By Francie Healy

Financing your renovation can be one of the biggest steps in your journey to a bright new space.

In many cases financing works well through a mortgage company, particularly with “projects that don’t fit with bank financing,” says Andrea Haines, Eastern Ontario Regional Manager for Magenta Investments.

But, like everything else about your project, financing means you’ll need to do your homework.

One of the first things Andrea urges people to do is to find a good contractor.

“We sometimes get called in because a bank construction loan has gone off the rails,” she says. “The project has stalled or the renovator doesn’t have the funds to complete the project, or the project has been taken over by someone else.”

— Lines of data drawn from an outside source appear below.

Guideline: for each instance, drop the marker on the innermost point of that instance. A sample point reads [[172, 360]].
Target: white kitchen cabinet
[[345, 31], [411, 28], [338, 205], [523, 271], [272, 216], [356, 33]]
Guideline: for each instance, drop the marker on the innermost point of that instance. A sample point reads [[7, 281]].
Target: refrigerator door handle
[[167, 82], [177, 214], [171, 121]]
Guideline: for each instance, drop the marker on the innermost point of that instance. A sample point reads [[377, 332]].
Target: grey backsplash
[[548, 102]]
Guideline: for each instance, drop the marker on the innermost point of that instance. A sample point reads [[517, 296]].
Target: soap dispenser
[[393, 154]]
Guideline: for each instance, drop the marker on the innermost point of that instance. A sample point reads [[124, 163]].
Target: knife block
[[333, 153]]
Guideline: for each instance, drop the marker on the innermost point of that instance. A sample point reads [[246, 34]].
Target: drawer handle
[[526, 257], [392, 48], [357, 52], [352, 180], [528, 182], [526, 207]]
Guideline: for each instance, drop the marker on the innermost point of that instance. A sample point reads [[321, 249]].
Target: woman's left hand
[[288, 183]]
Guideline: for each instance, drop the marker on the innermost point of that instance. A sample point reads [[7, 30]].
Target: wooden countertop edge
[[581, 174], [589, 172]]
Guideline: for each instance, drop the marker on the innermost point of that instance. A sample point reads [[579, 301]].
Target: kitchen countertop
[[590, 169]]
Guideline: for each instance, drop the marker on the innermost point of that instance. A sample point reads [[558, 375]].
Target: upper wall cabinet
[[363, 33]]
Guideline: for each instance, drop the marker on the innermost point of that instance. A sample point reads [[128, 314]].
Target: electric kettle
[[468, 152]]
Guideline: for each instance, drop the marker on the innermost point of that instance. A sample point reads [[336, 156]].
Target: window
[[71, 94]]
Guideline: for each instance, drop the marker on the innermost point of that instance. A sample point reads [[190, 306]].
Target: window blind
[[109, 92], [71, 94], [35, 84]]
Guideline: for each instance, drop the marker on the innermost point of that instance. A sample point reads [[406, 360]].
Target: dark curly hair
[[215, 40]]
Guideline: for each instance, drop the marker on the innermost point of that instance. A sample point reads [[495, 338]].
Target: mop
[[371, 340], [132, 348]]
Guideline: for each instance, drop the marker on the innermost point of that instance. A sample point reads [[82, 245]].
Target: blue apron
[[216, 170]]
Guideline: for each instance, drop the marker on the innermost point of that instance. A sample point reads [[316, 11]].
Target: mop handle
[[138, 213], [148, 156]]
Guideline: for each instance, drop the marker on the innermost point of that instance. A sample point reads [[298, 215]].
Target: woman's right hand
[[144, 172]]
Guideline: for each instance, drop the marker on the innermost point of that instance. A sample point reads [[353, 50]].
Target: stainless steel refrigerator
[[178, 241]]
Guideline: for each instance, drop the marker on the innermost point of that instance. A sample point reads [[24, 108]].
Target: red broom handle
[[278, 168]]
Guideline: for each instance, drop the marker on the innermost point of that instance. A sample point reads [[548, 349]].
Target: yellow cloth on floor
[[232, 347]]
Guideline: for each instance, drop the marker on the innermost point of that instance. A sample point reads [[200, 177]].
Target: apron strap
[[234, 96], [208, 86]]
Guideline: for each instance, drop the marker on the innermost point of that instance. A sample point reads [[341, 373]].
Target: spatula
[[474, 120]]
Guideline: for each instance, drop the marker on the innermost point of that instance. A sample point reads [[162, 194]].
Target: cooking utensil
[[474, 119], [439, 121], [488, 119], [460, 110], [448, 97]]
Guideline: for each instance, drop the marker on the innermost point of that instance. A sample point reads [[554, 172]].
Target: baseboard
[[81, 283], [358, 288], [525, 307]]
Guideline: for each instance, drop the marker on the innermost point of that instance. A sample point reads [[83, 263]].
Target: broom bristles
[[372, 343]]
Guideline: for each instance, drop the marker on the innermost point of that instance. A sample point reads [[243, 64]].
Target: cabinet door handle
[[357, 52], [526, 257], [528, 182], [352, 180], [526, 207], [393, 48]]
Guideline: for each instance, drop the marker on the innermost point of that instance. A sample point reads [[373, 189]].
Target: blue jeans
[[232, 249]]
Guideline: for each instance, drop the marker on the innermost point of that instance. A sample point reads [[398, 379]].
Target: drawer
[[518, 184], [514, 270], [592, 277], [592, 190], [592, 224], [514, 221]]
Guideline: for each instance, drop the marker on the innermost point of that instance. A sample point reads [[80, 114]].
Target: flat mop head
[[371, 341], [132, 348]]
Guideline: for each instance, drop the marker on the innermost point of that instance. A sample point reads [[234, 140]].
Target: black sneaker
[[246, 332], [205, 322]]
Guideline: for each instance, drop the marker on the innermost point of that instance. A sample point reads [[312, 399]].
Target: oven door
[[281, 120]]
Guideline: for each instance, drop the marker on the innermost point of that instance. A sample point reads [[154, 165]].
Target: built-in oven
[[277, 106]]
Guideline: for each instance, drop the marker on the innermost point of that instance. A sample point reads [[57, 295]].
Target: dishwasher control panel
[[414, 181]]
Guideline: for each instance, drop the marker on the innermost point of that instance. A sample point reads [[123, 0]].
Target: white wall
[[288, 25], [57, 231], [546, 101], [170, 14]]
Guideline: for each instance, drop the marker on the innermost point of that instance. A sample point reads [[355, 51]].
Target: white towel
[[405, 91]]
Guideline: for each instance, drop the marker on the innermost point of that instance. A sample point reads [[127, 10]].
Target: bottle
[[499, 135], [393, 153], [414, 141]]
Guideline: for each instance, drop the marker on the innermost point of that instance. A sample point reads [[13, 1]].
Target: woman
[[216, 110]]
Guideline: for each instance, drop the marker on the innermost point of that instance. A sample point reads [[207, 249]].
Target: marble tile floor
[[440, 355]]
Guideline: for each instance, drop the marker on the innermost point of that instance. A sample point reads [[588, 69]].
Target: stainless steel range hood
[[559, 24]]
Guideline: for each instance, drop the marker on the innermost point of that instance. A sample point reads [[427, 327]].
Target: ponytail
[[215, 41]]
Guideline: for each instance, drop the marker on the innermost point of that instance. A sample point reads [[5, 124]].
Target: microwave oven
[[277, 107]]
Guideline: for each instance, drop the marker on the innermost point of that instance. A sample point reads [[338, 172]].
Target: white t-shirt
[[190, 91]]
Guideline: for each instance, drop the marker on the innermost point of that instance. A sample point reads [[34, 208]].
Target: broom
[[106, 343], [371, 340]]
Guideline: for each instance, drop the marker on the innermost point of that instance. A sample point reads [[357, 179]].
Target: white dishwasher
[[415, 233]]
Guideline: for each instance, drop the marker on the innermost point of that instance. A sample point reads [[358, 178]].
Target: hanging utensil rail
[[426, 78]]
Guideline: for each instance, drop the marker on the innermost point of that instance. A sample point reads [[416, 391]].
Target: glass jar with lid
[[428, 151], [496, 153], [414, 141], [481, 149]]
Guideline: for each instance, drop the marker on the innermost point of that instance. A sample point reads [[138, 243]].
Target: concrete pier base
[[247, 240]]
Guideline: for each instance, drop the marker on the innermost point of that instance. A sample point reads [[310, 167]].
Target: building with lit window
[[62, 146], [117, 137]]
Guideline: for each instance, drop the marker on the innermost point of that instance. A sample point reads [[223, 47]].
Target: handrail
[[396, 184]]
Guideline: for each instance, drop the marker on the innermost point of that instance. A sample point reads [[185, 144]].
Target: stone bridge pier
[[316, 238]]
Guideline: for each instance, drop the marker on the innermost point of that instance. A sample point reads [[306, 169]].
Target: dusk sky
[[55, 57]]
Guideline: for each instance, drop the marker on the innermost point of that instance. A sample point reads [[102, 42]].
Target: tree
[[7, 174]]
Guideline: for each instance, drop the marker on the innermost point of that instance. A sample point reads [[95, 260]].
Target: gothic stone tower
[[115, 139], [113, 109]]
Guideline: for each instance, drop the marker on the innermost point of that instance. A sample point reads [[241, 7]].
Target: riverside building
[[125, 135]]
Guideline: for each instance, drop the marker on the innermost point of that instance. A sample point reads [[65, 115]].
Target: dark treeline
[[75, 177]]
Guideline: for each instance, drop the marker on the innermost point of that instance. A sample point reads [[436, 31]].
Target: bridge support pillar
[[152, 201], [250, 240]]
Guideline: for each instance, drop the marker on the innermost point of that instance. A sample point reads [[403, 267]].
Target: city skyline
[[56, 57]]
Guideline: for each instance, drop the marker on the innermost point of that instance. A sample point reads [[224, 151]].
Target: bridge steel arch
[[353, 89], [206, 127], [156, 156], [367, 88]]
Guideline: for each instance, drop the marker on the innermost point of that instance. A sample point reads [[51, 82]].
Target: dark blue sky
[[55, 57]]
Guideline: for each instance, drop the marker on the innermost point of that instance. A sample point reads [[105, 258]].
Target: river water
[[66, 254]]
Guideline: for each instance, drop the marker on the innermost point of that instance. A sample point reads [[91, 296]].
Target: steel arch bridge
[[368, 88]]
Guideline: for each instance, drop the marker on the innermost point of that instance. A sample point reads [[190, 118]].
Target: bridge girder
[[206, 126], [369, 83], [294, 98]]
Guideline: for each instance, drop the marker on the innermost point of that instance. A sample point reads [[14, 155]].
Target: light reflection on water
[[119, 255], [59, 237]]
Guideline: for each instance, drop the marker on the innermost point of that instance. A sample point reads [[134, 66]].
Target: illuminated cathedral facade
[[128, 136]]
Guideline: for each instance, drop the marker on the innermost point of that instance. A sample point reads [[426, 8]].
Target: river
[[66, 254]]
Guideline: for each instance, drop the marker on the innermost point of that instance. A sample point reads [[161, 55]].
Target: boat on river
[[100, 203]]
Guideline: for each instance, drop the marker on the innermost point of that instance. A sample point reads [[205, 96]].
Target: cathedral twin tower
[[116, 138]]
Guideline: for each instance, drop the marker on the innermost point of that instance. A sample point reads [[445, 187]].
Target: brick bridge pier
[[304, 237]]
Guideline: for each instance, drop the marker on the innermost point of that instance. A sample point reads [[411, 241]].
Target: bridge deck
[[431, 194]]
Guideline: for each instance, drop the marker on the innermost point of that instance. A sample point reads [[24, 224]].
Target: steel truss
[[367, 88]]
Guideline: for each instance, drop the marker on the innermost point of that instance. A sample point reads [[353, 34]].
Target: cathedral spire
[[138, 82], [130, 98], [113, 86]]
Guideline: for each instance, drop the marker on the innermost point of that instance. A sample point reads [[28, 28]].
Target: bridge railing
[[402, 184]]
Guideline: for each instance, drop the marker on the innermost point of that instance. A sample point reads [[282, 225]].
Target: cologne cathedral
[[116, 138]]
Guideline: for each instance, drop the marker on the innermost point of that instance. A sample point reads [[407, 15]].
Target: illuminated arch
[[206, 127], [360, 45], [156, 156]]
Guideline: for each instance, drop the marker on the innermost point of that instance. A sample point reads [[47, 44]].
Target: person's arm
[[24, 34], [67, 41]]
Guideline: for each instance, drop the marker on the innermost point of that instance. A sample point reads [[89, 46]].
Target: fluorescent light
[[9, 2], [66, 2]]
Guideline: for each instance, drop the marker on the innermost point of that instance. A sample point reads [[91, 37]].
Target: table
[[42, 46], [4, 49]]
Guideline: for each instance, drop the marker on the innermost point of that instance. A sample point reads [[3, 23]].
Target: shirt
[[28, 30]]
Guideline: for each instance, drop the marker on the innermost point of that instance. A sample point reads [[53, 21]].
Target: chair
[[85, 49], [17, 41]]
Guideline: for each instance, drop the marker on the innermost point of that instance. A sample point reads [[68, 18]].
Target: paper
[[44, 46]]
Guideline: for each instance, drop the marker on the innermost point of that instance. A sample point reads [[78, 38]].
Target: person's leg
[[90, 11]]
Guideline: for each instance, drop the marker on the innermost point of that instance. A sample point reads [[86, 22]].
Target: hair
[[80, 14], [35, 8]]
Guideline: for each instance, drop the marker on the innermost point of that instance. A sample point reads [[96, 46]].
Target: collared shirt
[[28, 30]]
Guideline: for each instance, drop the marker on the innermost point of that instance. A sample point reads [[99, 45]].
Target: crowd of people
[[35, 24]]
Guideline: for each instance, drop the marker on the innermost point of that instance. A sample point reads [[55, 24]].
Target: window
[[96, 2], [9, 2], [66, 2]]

One way to avoid a project “going off the rails” is to find out if your contractor can handle the scope of your renovation. Will the job be done well, and will it be done on time? If a renovation company is on shaky ground financially – if, for instance, says Andrea, it doesn’t pay its suppliers – there can be unexpected delays. And delays cost money.

She advises looking for a good renovator listed with the Greater Ottawa Home Builders Association (www.gohba.ca) and going to the Ottawa Construction Association web site (www.oca.ca) to get as much information as you can before deciding on the one who will do the job for you. More than that, she says, check references. Talk to people.

“That’s what we do,” she says. Before they commit to financing, her company also needs to know there will be reputable renovation companies involved.

The next thing to do is to make sure your lender thoroughly understands construction loans.

“It takes a long time to understand,” she says, “because every deal is different. Every construction project is its own ball of wax.”

After 18 years in the construction loan business, Andrea knows what she’s talking about.

She explains that normally banks will lend money when a project is at 33 per cent completion, again at 66 per cent, and finally when it is about 90 per cent completed.

“But if something happens in between and the bank can’t give you any more money to keep going,” she says, “niche construction lenders have the flexibility to get you to the next stage.”

And these specialized lenders don’t have to follow some of the same rules as the banks, she adds, so “we can go to a higher loan-to-value ratio.” That means money can flow more quickly, and the project can finish more quickly, too.

Rates are something to consider when choosing your lender, of course, but it’s not always about rate, says Andrea: “Does your lender understand the scope of the project?”

She adds it’s a good idea to get a couple of opinions from different lenders who understand construction. And then set up a meeting: get to know that lender, because your lender is as much a part of the project team as every other player.

And it’s got to be a strong team because it’s a long-term relationship.

“Some people think construction is like a purchase transaction,” she says. “But it can last several months, so you’d better know who you’re working with and trust them.”

Communication is the other critical point.

“If everyone’s on the same page,” she says, “from the borrower to the broker to the lender, if everything’s clear and transparent, those builds just fly. Construction that starts well ends well.”

Conversely, she adds, “If there’s miscommunication and confusion at the beginning, the build can be a nightmare.”

Your lender and your renovator should have the knowledge and experience to guide you to good choices when you’re considering whether the work will add value to your home. Often it does; sometimes it absolutely does not. Sometimes it depends on the neighbourhood. Both renovator and lender, if they’re worth their salt, know the neighborhood and what is marketable. Your lender knows this well, because they do equity lending, especially among self-employed people, and they’re constantly studying appraisals, current projects, and real estate values.

This is another area where you should do your own homework, however, says Andrea. Read; ask; investigate. She suggests, as a start, an article by Gerhard Linse called “Which renovations offer the best payback?” on the GOHBA web site. (www.gohba.ca/component/content/article/91)

Not everyone is a good match for every lender. Andrea often gives people four or five different names of other companies that specialize in construction loans.

“Make sure you talk to someone who can present three or four solutions for you,” she says. “Every project and every deal is unique.”